Value investors generally characterize themselves as the grown ups in the investment world, unswayed by perceptions or momentum, and driven by fundamentals. While this may be true, at least in the abstract, there are at least three distinct strands of value investing. The first, passive value investing, is built around screening for stocks that meet specific characteristics - low multiples of earnings or book value, high returns on projects and low risk - and can be traced back to Ben Graham’s books on security analysis. The second, contrarian investing, requires investing in companies that are down on their luck and in the market. The third, activist value investing, involves taking large positions in poorly managed and low valued companies and making money from turning them around.
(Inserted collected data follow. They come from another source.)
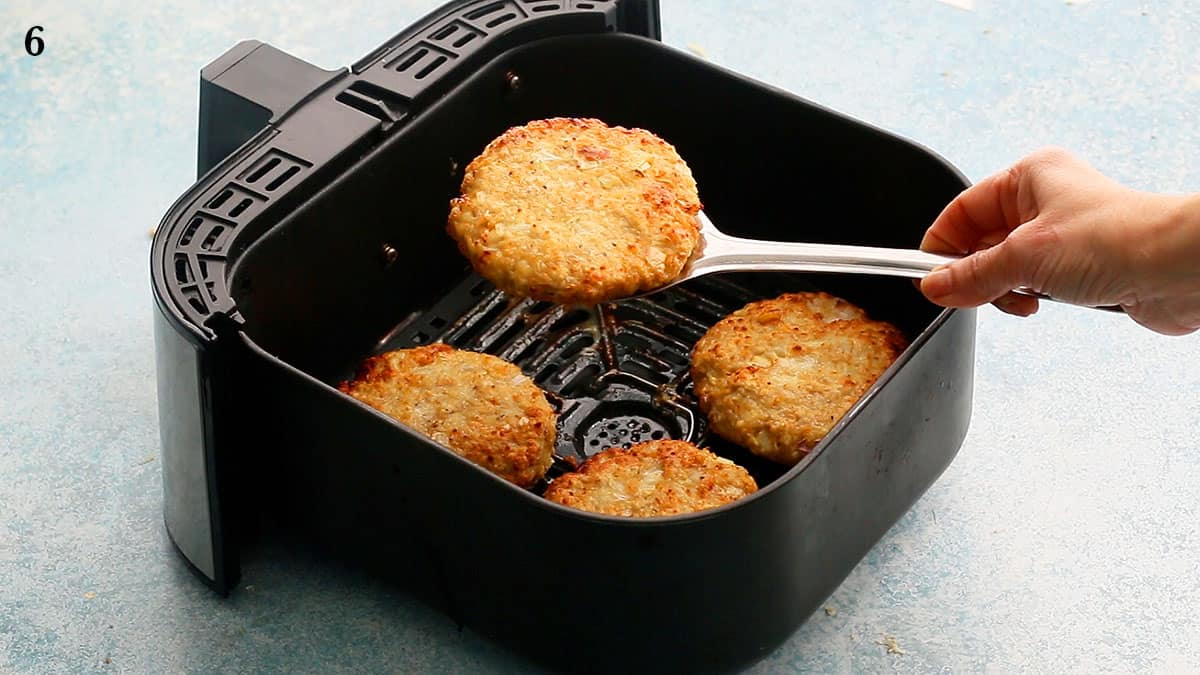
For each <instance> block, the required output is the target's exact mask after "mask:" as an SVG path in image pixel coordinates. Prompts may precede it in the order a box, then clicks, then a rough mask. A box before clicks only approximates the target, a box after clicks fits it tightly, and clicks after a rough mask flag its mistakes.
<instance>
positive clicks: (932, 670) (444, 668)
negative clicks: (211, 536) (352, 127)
mask: <svg viewBox="0 0 1200 675" xmlns="http://www.w3.org/2000/svg"><path fill="white" fill-rule="evenodd" d="M76 5H77V4H76V2H66V1H60V0H48V1H38V2H34V1H28V0H7V1H6V2H4V4H2V6H0V233H2V240H0V288H2V289H4V300H2V301H0V307H2V309H4V321H0V670H13V671H30V673H49V671H55V673H58V671H125V673H149V671H260V670H287V671H323V673H328V671H337V670H354V671H378V670H392V671H493V670H496V671H498V670H528V669H529V668H530V667H529V665H528V664H527V663H526V662H523V661H522V659H521V658H520V657H517V656H514V655H511V653H509V652H508V651H505V650H504V649H502V647H498V646H496V645H493V644H491V643H488V641H486V640H484V639H481V638H479V637H478V635H475V634H473V633H472V632H470V631H466V632H462V633H460V632H458V631H457V628H456V627H455V626H454V625H452V623H451V622H450V621H449V620H448V619H445V617H444V616H442V615H439V614H436V613H433V611H431V610H428V609H426V608H424V607H422V605H420V604H419V603H416V602H414V601H412V599H410V598H408V597H407V596H403V595H398V593H395V592H391V591H388V590H383V589H379V587H378V586H377V585H374V584H373V583H372V581H371V580H370V579H365V578H362V577H361V575H359V574H356V573H353V572H349V571H342V569H338V568H332V567H328V566H324V565H319V563H312V562H308V561H304V560H298V558H295V557H294V556H287V555H281V556H274V557H271V558H270V560H269V561H258V562H252V563H251V565H250V566H248V568H247V569H246V571H245V581H244V585H245V589H242V590H241V592H239V593H236V595H235V596H233V597H232V598H230V599H227V601H222V599H218V598H216V597H214V596H212V595H211V593H210V592H209V591H208V590H206V589H205V587H203V586H202V585H200V584H198V583H197V581H196V580H194V579H193V578H192V577H191V574H190V573H188V572H187V571H186V569H185V566H184V563H182V562H181V561H180V560H179V558H178V557H176V556H175V554H174V552H173V550H172V549H170V546H169V544H168V542H167V539H166V536H164V532H163V527H162V525H161V495H160V466H158V464H157V452H158V448H157V442H158V441H157V423H156V412H155V405H156V404H155V384H154V360H152V356H154V347H152V341H151V335H150V316H151V315H150V312H151V309H150V307H151V300H150V291H149V285H148V246H149V238H148V234H146V229H148V228H149V227H151V226H152V225H155V223H156V222H157V221H158V219H160V217H161V215H162V214H163V213H164V211H166V209H167V208H168V207H169V204H170V202H172V201H173V199H174V198H175V197H176V196H178V195H179V193H180V192H182V190H184V189H185V187H187V185H188V184H190V181H191V180H192V178H193V171H194V168H193V167H194V153H196V114H197V113H196V110H197V73H198V70H199V67H200V66H202V65H204V64H205V62H208V61H209V60H211V59H212V58H215V56H216V55H218V54H220V53H222V52H223V50H224V49H226V48H228V47H229V46H232V44H233V43H234V42H235V41H238V40H240V38H245V37H257V38H260V40H263V41H266V42H270V43H272V44H276V46H278V47H281V48H283V49H286V50H288V52H292V53H293V54H295V55H298V56H300V58H304V59H306V60H310V61H312V62H314V64H318V65H322V66H326V67H334V66H340V65H344V64H348V62H350V61H353V60H355V59H358V58H359V56H360V55H362V54H364V53H366V52H367V50H368V49H371V48H373V47H374V46H377V44H378V43H380V42H382V41H383V40H385V38H386V37H389V36H390V35H392V34H394V32H396V31H398V30H400V29H401V28H403V26H406V25H408V24H409V23H410V22H412V20H413V19H414V18H416V17H418V16H419V14H420V13H422V12H424V11H426V10H428V8H430V7H431V6H432V5H433V4H432V2H415V1H397V0H392V1H390V2H361V1H356V0H343V1H341V2H335V4H328V2H312V1H310V0H290V1H288V2H283V1H266V2H258V4H256V5H254V6H253V7H251V6H247V4H244V2H232V1H210V2H190V1H184V2H174V4H163V5H154V4H151V5H143V6H140V7H137V8H134V6H133V5H132V4H125V2H119V1H115V0H114V1H89V2H85V4H83V6H76ZM35 23H37V24H42V25H44V26H46V28H47V30H46V41H47V49H46V53H44V54H43V55H41V56H38V58H36V59H35V58H30V56H26V55H25V54H24V52H23V50H22V40H23V35H24V31H25V29H28V28H29V26H30V25H32V24H35ZM664 26H665V32H666V35H665V38H666V41H667V42H670V43H672V44H674V46H678V47H685V46H689V44H692V46H696V47H700V48H701V49H702V50H703V52H706V53H707V54H708V56H709V58H712V59H713V60H714V61H716V62H719V64H722V65H725V66H728V67H731V68H734V70H737V71H740V72H743V73H746V74H750V76H752V77H757V78H760V79H763V80H767V82H769V83H773V84H778V85H780V86H784V88H785V89H788V90H791V91H796V92H798V94H802V95H804V96H806V97H810V98H812V100H816V101H818V102H822V103H824V104H828V106H830V107H833V108H836V109H840V110H844V112H847V113H850V114H852V115H856V117H859V118H862V119H865V120H869V121H872V123H875V124H878V125H881V126H883V127H887V129H890V130H894V131H898V132H900V133H902V135H906V136H910V137H912V138H914V139H918V141H920V142H922V143H925V144H928V145H930V147H932V148H934V149H936V150H937V151H940V153H942V154H943V155H946V156H947V157H949V159H950V160H952V161H953V162H955V163H956V165H958V166H960V167H961V168H962V169H964V171H965V172H966V173H967V174H968V175H970V177H971V178H972V179H978V178H982V177H983V175H985V174H988V173H990V172H992V171H995V169H998V168H1001V167H1003V166H1004V165H1007V163H1009V162H1010V161H1013V160H1015V159H1016V157H1018V156H1020V155H1021V154H1024V153H1026V151H1028V150H1031V149H1033V148H1036V147H1037V145H1039V144H1043V143H1057V144H1062V145H1066V147H1069V148H1073V149H1075V150H1076V151H1079V153H1080V154H1082V155H1084V156H1085V157H1087V159H1088V160H1091V161H1093V162H1094V163H1097V165H1098V166H1099V167H1100V168H1102V169H1103V171H1105V172H1108V173H1109V174H1111V175H1114V177H1115V178H1117V179H1121V180H1123V181H1127V183H1129V184H1132V185H1135V186H1139V187H1144V189H1152V190H1163V191H1186V190H1195V189H1198V187H1200V124H1198V119H1196V110H1198V109H1200V65H1198V61H1196V60H1195V50H1194V48H1195V44H1196V42H1195V35H1196V30H1198V29H1200V6H1198V5H1195V4H1192V2H1187V1H1186V0H1163V1H1157V2H1127V1H1117V0H1096V1H1093V2H1076V4H1074V5H1072V4H1064V2H1062V1H1052V0H1010V1H1007V2H1001V1H989V0H977V1H976V2H974V10H970V11H968V10H961V8H956V7H953V6H949V5H947V4H943V2H938V1H935V0H910V1H898V2H874V1H868V0H859V1H854V2H814V1H805V2H791V1H787V2H785V1H782V0H779V1H774V2H768V1H742V2H732V1H728V2H727V1H720V0H688V1H684V0H664ZM1198 356H1200V341H1198V339H1195V337H1184V339H1168V337H1160V336H1157V335H1153V334H1151V333H1148V331H1145V330H1142V329H1140V328H1138V327H1135V325H1134V324H1133V323H1132V322H1129V321H1127V319H1124V318H1122V317H1118V316H1110V315H1105V313H1102V312H1094V311H1088V310H1081V309H1074V307H1063V306H1045V307H1044V309H1043V310H1042V312H1040V313H1039V315H1038V316H1036V317H1033V318H1030V319H1016V318H1010V317H1007V316H1003V315H1000V313H997V312H995V311H992V310H990V309H988V310H983V311H980V313H979V340H978V357H977V358H978V372H977V388H976V413H974V417H973V420H972V428H971V432H970V435H968V437H967V440H966V442H965V444H964V447H962V450H961V453H960V454H959V458H958V460H956V461H955V464H954V465H953V466H952V467H950V468H949V470H948V472H947V473H946V474H944V476H943V478H942V479H941V480H940V482H938V483H937V484H936V485H935V486H934V488H932V489H931V490H930V491H929V492H928V494H926V496H925V497H924V498H923V500H922V501H920V502H919V503H918V504H917V506H916V507H914V508H913V509H912V510H911V512H910V513H908V514H907V515H906V516H905V518H904V519H902V520H901V521H900V522H899V524H898V525H896V526H895V527H894V528H893V530H892V531H890V532H889V533H888V534H887V536H886V537H884V538H883V539H882V540H881V542H880V544H878V545H877V546H876V548H875V549H874V550H872V551H871V554H870V555H869V556H868V557H866V560H865V561H864V562H863V563H862V565H859V566H858V568H857V569H856V571H854V572H853V573H852V574H851V577H850V578H848V579H847V580H846V583H845V584H844V585H842V586H841V587H840V589H839V590H838V591H836V592H835V593H834V596H833V597H832V598H830V599H829V603H828V604H829V607H830V608H833V609H835V610H836V611H835V613H834V614H833V615H832V616H830V615H829V614H827V613H826V611H818V613H817V614H816V615H815V616H812V617H811V620H810V621H809V622H808V623H805V625H804V626H803V627H802V628H800V629H799V631H798V632H797V633H796V635H794V637H793V638H792V639H791V640H790V641H788V643H787V644H786V645H785V646H784V647H782V649H780V650H779V651H778V652H776V653H774V655H772V656H770V657H769V658H767V659H766V661H764V662H762V663H761V664H758V667H757V668H756V670H757V671H760V673H776V671H792V670H794V671H804V670H812V671H840V673H863V671H881V670H893V669H894V670H901V671H919V673H940V671H982V670H989V671H1002V673H1003V671H1016V670H1033V671H1087V673H1096V671H1102V670H1111V671H1132V670H1152V671H1200V647H1198V645H1200V575H1198V574H1196V571H1198V569H1200V506H1198V504H1200V449H1198V447H1196V446H1198V444H1196V441H1195V438H1196V434H1195V431H1196V428H1198V423H1200V395H1198V393H1200V358H1198ZM864 498H869V497H864ZM884 635H892V637H894V638H895V641H896V644H898V645H899V646H900V647H901V649H902V650H904V651H905V652H906V653H902V655H901V653H888V651H887V649H886V647H884V646H883V645H881V644H877V643H878V641H883V637H884ZM631 669H632V670H636V668H631Z"/></svg>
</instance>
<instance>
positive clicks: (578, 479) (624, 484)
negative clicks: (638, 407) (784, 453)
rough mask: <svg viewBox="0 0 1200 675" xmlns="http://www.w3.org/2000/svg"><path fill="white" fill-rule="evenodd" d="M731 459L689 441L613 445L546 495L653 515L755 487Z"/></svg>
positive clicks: (627, 511) (580, 502)
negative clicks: (689, 441) (720, 456)
mask: <svg viewBox="0 0 1200 675" xmlns="http://www.w3.org/2000/svg"><path fill="white" fill-rule="evenodd" d="M757 489H758V486H757V485H755V482H754V478H751V477H750V474H749V473H746V470H744V468H742V467H740V466H738V465H736V464H733V462H732V461H730V460H727V459H724V458H719V456H716V455H714V454H713V453H710V452H708V450H704V449H701V448H697V447H696V446H692V444H691V443H686V442H684V441H647V442H644V443H638V444H636V446H634V447H631V448H629V449H622V448H610V449H607V450H604V452H601V453H596V454H595V455H593V456H590V458H588V460H587V461H584V462H583V465H582V466H581V467H580V468H578V471H576V472H574V473H565V474H563V476H559V477H558V478H556V479H554V480H553V483H551V484H550V486H548V488H546V498H547V500H550V501H552V502H558V503H560V504H565V506H569V507H575V508H578V509H583V510H590V512H594V513H605V514H608V515H630V516H635V518H649V516H654V515H673V514H678V513H691V512H694V510H703V509H708V508H715V507H719V506H721V504H725V503H728V502H732V501H734V500H739V498H742V497H744V496H746V495H749V494H751V492H754V491H755V490H757Z"/></svg>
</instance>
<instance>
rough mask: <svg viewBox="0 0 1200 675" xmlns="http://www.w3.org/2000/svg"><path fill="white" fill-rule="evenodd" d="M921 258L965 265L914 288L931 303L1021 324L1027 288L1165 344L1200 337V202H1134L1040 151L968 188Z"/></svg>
mask: <svg viewBox="0 0 1200 675" xmlns="http://www.w3.org/2000/svg"><path fill="white" fill-rule="evenodd" d="M920 247H922V249H924V250H928V251H937V252H948V253H960V255H966V253H971V255H968V256H966V257H965V258H962V259H961V261H956V262H954V263H952V264H949V265H946V267H943V268H940V269H937V270H935V271H934V273H931V274H929V275H928V276H925V279H923V280H922V282H920V289H922V292H923V293H924V294H925V295H926V297H928V298H929V299H930V300H932V301H934V303H937V304H940V305H944V306H950V307H972V306H978V305H983V304H985V303H995V304H996V306H997V307H1000V309H1001V310H1003V311H1006V312H1009V313H1014V315H1019V316H1028V315H1031V313H1033V312H1036V311H1037V310H1038V300H1037V298H1032V297H1028V295H1020V294H1016V293H1013V292H1012V291H1013V289H1014V288H1018V287H1021V286H1026V287H1030V288H1032V289H1034V291H1039V292H1042V293H1045V294H1049V295H1052V297H1054V298H1056V299H1061V300H1066V301H1069V303H1074V304H1078V305H1088V306H1097V305H1121V306H1122V307H1123V309H1124V310H1126V312H1127V313H1128V315H1129V316H1130V317H1133V319H1134V321H1136V322H1138V323H1140V324H1142V325H1145V327H1147V328H1150V329H1152V330H1156V331H1158V333H1163V334H1166V335H1184V334H1188V333H1192V331H1194V330H1196V329H1198V328H1200V196H1192V197H1186V196H1174V195H1154V193H1148V192H1139V191H1135V190H1132V189H1128V187H1124V186H1122V185H1120V184H1117V183H1115V181H1114V180H1110V179H1109V178H1105V177H1104V175H1102V174H1100V173H1099V172H1097V171H1096V169H1094V168H1092V167H1091V166H1088V165H1087V163H1086V162H1084V161H1082V160H1080V159H1078V157H1075V156H1073V155H1070V154H1068V153H1066V151H1063V150H1058V149H1044V150H1038V151H1037V153H1033V154H1032V155H1030V156H1027V157H1025V159H1022V160H1021V161H1019V162H1016V163H1015V165H1014V166H1013V167H1012V168H1009V169H1007V171H1003V172H1000V173H997V174H995V175H991V177H989V178H986V179H984V180H982V181H980V183H978V184H976V185H973V186H971V187H970V189H967V190H966V191H964V192H962V193H961V195H959V196H958V197H955V198H954V201H953V202H950V204H949V205H948V207H946V209H944V210H943V211H942V214H941V215H940V216H937V220H935V221H934V225H932V226H930V228H929V231H928V232H926V233H925V238H924V239H923V240H922V243H920Z"/></svg>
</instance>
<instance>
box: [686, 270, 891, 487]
mask: <svg viewBox="0 0 1200 675" xmlns="http://www.w3.org/2000/svg"><path fill="white" fill-rule="evenodd" d="M905 346H906V341H905V337H904V335H902V334H901V333H900V330H899V329H898V328H895V327H894V325H892V324H889V323H884V322H880V321H872V319H870V318H868V316H866V312H864V311H863V310H862V309H859V307H857V306H854V305H852V304H851V303H847V301H846V300H842V299H840V298H835V297H833V295H829V294H828V293H787V294H784V295H780V297H778V298H774V299H769V300H761V301H757V303H750V304H749V305H746V306H744V307H742V309H740V310H738V311H736V312H733V313H731V315H730V316H727V317H725V318H724V319H721V321H720V322H718V323H716V324H715V325H713V328H710V329H709V330H708V333H706V334H704V336H703V337H701V339H700V341H698V342H696V347H695V348H694V350H692V363H691V375H692V380H694V381H695V387H696V395H697V398H698V399H700V408H701V410H702V411H703V412H704V413H706V414H707V416H708V422H709V425H710V428H712V429H713V431H715V432H716V434H718V435H720V436H721V437H724V438H726V440H728V441H732V442H734V443H737V444H739V446H742V447H744V448H746V449H749V450H750V452H752V453H755V454H757V455H762V456H764V458H769V459H772V460H775V461H778V462H781V464H796V462H797V461H799V460H800V458H803V456H804V455H805V454H808V452H809V450H811V449H812V448H814V447H815V446H816V444H817V443H818V442H821V440H822V438H823V437H824V436H826V434H828V432H829V429H832V428H833V425H834V424H836V423H838V420H839V419H841V417H842V416H844V414H845V413H846V411H848V410H850V408H851V406H853V405H854V402H857V401H858V399H860V398H862V396H863V394H865V393H866V390H868V389H869V388H870V387H871V384H874V383H875V381H876V380H877V378H878V377H880V375H881V374H883V371H884V370H887V368H888V366H889V365H890V364H892V362H893V360H895V358H896V357H898V356H900V352H902V351H904V348H905Z"/></svg>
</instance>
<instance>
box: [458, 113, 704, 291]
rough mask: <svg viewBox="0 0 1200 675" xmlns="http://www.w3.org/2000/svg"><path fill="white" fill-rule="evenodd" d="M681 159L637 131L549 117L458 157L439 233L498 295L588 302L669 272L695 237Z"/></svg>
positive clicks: (512, 131) (693, 241) (659, 283)
mask: <svg viewBox="0 0 1200 675" xmlns="http://www.w3.org/2000/svg"><path fill="white" fill-rule="evenodd" d="M700 208H701V204H700V196H698V193H697V191H696V181H695V179H694V178H692V175H691V169H689V168H688V165H686V163H685V162H684V161H683V159H682V157H680V156H679V154H678V153H677V151H676V149H674V148H673V147H672V145H671V144H670V143H667V142H665V141H662V139H661V138H659V137H656V136H654V135H653V133H650V132H648V131H644V130H641V129H624V127H619V126H607V125H606V124H604V123H602V121H600V120H595V119H574V118H554V119H547V120H536V121H532V123H529V124H527V125H524V126H517V127H512V129H510V130H508V131H506V132H504V133H503V135H502V136H500V137H499V138H497V139H494V141H492V142H491V143H490V144H488V145H487V148H485V149H484V151H482V154H480V155H479V156H478V157H475V160H474V161H472V162H470V165H468V166H467V171H466V174H464V177H463V180H462V196H461V197H457V198H455V199H454V201H452V202H451V207H450V219H449V222H448V223H446V231H448V232H449V233H450V235H451V237H452V238H454V239H455V241H456V243H457V244H458V250H460V251H462V253H463V255H464V256H466V257H467V258H468V259H469V261H470V263H472V265H473V267H474V268H475V271H478V273H479V274H480V275H481V276H484V277H485V279H487V280H488V281H491V282H492V283H494V285H496V286H497V287H498V288H500V289H502V291H504V292H505V293H508V294H510V295H515V297H529V298H535V299H539V300H548V301H553V303H559V304H595V303H600V301H605V300H611V299H617V298H623V297H626V295H632V294H635V293H638V292H641V291H648V289H652V288H656V287H659V286H662V285H665V283H666V282H668V281H671V280H673V279H674V277H677V276H678V275H679V273H680V270H683V267H684V264H685V263H686V262H688V258H689V257H690V256H691V253H692V251H694V250H695V247H696V244H697V241H698V240H700V225H698V222H697V220H696V214H697V213H700Z"/></svg>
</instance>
While value investing looks impressive on paper, the performance of value investors, as a whole, is no better than that of less “sensible” investors who chose other investment philosophies and strategies. We examine explanations for why "active" value investing may not provide the promised payoffs.

Lauterbach, Vu: Ben Graham's Net Current Asset Value Rule Revisited: The Size-Adjusted Returns
The study demonstrates how size controls can alter the outlook of an investment strategy. The Ben Graham net current asset value rule provides excellent excess returns according to traditional performance measures. Size adjusted procedures, however, reveal that its size adjusted excess return is approximatelly zero.

Oxman, Mohanty, Carlisle: Deep Value Investing and Unexplained Returns
The strategy of buying and holding “net nets” has been advocated by deep value investors for decades, but systematic studies of the returns to such a strategy are few. We detail the returns generated from a net nets strategy implemented from 1984 - 2008, and then attempt to explain the excess returns (alpha) generated by the net nets strategy. We find that monthly returns amount to 2.55%, and excess returns using a simple market model amount to 1.66%. After controlling for a variety of risk factors and firm characteristics, and imposing several filters, we find a remaining significant excess return.